For the past two years, Nashville-based firm BKON Connect has offered its PHY platform in support of the browser-based Physical Web.
In the Google-driven but open Physical Web, small beacons in the real world broadcast URLs, so nearby users with a Chrome or other compatible mobile browser can check out relevant web page content associated with those real-world locations.
For example, customers might look at the menu of a restaurant while standing outside on the street, simply by clicking a link in their mobile browser that has been broadcast from that establishment’s beacon.

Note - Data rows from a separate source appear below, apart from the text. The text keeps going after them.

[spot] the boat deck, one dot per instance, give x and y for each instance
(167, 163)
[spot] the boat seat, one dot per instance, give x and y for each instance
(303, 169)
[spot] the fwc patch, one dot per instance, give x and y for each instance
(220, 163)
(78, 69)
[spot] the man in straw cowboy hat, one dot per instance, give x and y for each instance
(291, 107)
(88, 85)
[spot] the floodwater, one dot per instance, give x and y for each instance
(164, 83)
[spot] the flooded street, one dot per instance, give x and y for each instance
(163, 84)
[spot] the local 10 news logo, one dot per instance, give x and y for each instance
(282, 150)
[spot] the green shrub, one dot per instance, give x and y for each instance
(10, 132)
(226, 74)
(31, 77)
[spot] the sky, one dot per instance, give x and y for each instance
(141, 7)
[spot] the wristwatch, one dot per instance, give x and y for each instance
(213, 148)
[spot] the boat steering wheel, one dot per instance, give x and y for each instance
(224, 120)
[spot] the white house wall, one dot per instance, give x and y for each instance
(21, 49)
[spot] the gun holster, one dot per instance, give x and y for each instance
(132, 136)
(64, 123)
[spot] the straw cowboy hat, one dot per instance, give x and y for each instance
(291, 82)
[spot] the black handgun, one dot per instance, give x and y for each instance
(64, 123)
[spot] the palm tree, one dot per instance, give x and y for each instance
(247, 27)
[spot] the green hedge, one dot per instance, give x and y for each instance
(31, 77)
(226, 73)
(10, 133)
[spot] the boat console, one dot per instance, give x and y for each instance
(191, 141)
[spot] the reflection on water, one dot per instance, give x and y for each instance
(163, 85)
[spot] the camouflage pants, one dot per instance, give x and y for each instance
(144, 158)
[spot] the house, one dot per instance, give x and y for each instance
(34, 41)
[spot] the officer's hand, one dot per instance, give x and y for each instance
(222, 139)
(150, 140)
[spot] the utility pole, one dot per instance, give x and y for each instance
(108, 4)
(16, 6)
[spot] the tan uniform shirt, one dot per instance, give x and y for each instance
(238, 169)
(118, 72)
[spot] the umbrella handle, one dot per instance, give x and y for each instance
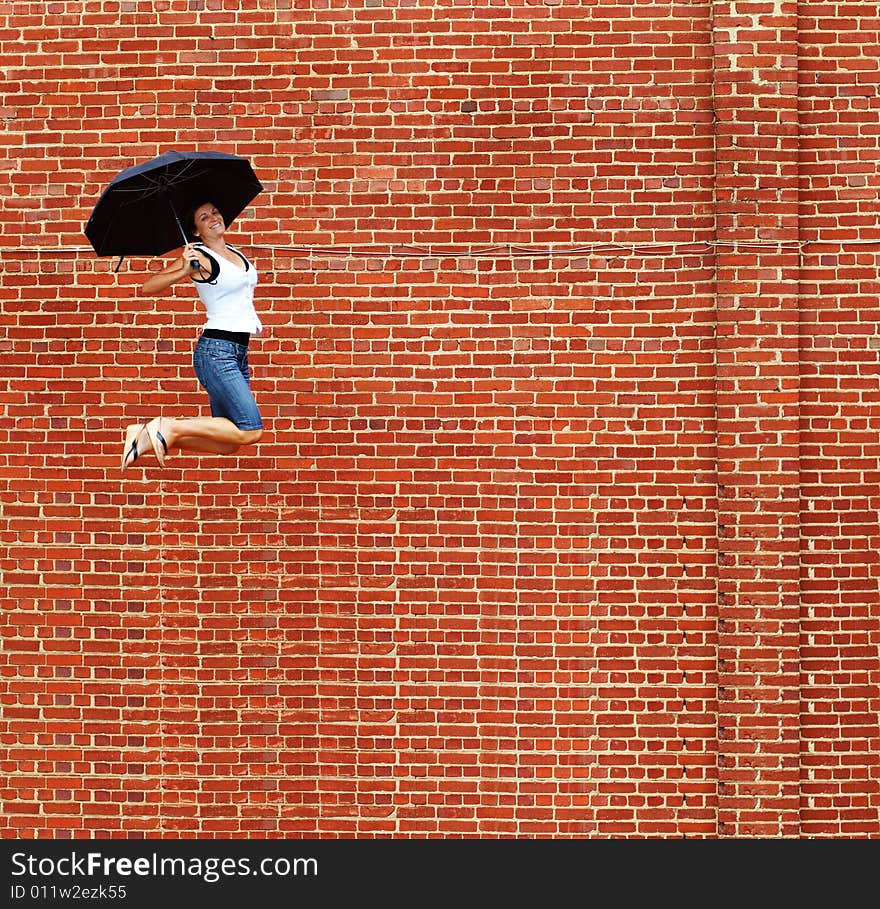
(193, 263)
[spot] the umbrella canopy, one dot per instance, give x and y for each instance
(139, 212)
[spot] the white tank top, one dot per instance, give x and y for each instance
(228, 294)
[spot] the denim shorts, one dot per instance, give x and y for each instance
(222, 370)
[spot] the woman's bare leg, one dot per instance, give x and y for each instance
(207, 434)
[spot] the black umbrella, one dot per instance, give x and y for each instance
(139, 212)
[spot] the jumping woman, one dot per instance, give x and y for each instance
(225, 281)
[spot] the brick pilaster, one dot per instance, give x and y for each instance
(755, 89)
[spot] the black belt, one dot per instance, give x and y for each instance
(237, 337)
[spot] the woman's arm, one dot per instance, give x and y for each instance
(176, 270)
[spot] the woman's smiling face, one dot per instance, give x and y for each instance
(208, 222)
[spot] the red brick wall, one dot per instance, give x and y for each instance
(563, 523)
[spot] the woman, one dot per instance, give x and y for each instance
(225, 281)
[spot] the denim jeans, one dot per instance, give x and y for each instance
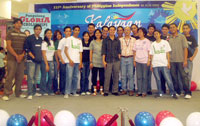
(175, 68)
(158, 71)
(33, 70)
(63, 76)
(72, 78)
(127, 73)
(55, 79)
(84, 81)
(149, 73)
(188, 71)
(46, 84)
(141, 74)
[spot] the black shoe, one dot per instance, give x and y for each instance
(105, 94)
(174, 96)
(116, 94)
(149, 93)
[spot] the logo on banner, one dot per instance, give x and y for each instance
(116, 20)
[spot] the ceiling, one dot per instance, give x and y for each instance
(23, 5)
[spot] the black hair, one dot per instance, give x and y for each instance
(173, 24)
(27, 31)
(37, 25)
(120, 27)
(1, 48)
(104, 27)
(95, 33)
(143, 30)
(91, 24)
(151, 25)
(186, 25)
(111, 27)
(16, 20)
(66, 27)
(55, 34)
(157, 31)
(165, 25)
(76, 26)
(134, 25)
(45, 38)
(85, 32)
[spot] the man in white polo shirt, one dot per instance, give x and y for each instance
(73, 51)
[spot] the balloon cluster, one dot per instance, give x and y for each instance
(66, 118)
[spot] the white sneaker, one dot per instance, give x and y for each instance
(30, 97)
(76, 95)
(45, 94)
(188, 96)
(38, 94)
(22, 96)
(66, 96)
(88, 93)
(83, 93)
(5, 98)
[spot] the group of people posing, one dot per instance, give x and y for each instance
(103, 54)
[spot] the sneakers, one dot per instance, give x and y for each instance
(38, 94)
(88, 93)
(188, 96)
(22, 96)
(5, 98)
(66, 96)
(30, 97)
(83, 94)
(76, 95)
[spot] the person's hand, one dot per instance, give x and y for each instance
(47, 68)
(104, 64)
(71, 63)
(185, 63)
(134, 63)
(91, 65)
(168, 66)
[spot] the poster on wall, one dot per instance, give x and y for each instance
(31, 19)
(122, 14)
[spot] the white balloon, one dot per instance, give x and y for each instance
(171, 121)
(4, 116)
(193, 119)
(65, 118)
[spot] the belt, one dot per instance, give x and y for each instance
(127, 56)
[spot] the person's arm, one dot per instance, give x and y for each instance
(45, 60)
(60, 56)
(168, 60)
(185, 57)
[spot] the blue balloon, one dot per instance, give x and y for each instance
(17, 120)
(86, 119)
(144, 119)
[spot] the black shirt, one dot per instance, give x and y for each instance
(33, 45)
(192, 45)
(111, 49)
(136, 37)
(151, 38)
(86, 51)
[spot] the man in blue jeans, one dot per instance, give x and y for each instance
(73, 51)
(63, 58)
(178, 59)
(160, 56)
(127, 67)
(32, 47)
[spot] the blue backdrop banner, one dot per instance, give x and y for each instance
(121, 14)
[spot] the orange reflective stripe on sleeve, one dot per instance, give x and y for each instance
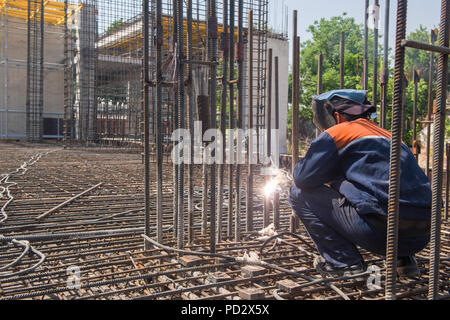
(346, 132)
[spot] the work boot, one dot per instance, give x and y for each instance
(407, 267)
(325, 270)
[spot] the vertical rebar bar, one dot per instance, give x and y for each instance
(366, 46)
(175, 118)
(375, 60)
(276, 195)
(438, 152)
(249, 202)
(385, 75)
(341, 59)
(319, 79)
(395, 154)
(447, 181)
(433, 37)
(190, 121)
(415, 144)
(295, 104)
(231, 123)
(212, 55)
(240, 108)
(319, 73)
(181, 117)
(158, 131)
(145, 29)
(268, 125)
(223, 115)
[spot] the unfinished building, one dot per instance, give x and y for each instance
(109, 214)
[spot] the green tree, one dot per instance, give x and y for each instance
(415, 58)
(326, 40)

The Eddystone-protocol beacons in this Physical Web differ from regular beacons, which simply broadcast a location identifier to a supported app, which then pings a retailer’s server to call up info. You have to first download the app supported by that retailer, and then the info appears in the app only after the retailer’s server recognizes the location and sends the appropriate content to the app.
But BKON is now pointing to another way of exploring the real world.
It has recently expanded its PHY platform beyond supported browsers, and beyond the Physical Web, to use cases where people can immediately see content on their phone from three kinds of interactive touch points in the real world.
The company has issued a software development kit (SDK) for any iOS or Android app that turns it into a kind of browser for real-world content summoned by QR codes, NFC (Near-Field Communication) tags or Physical Web beacons.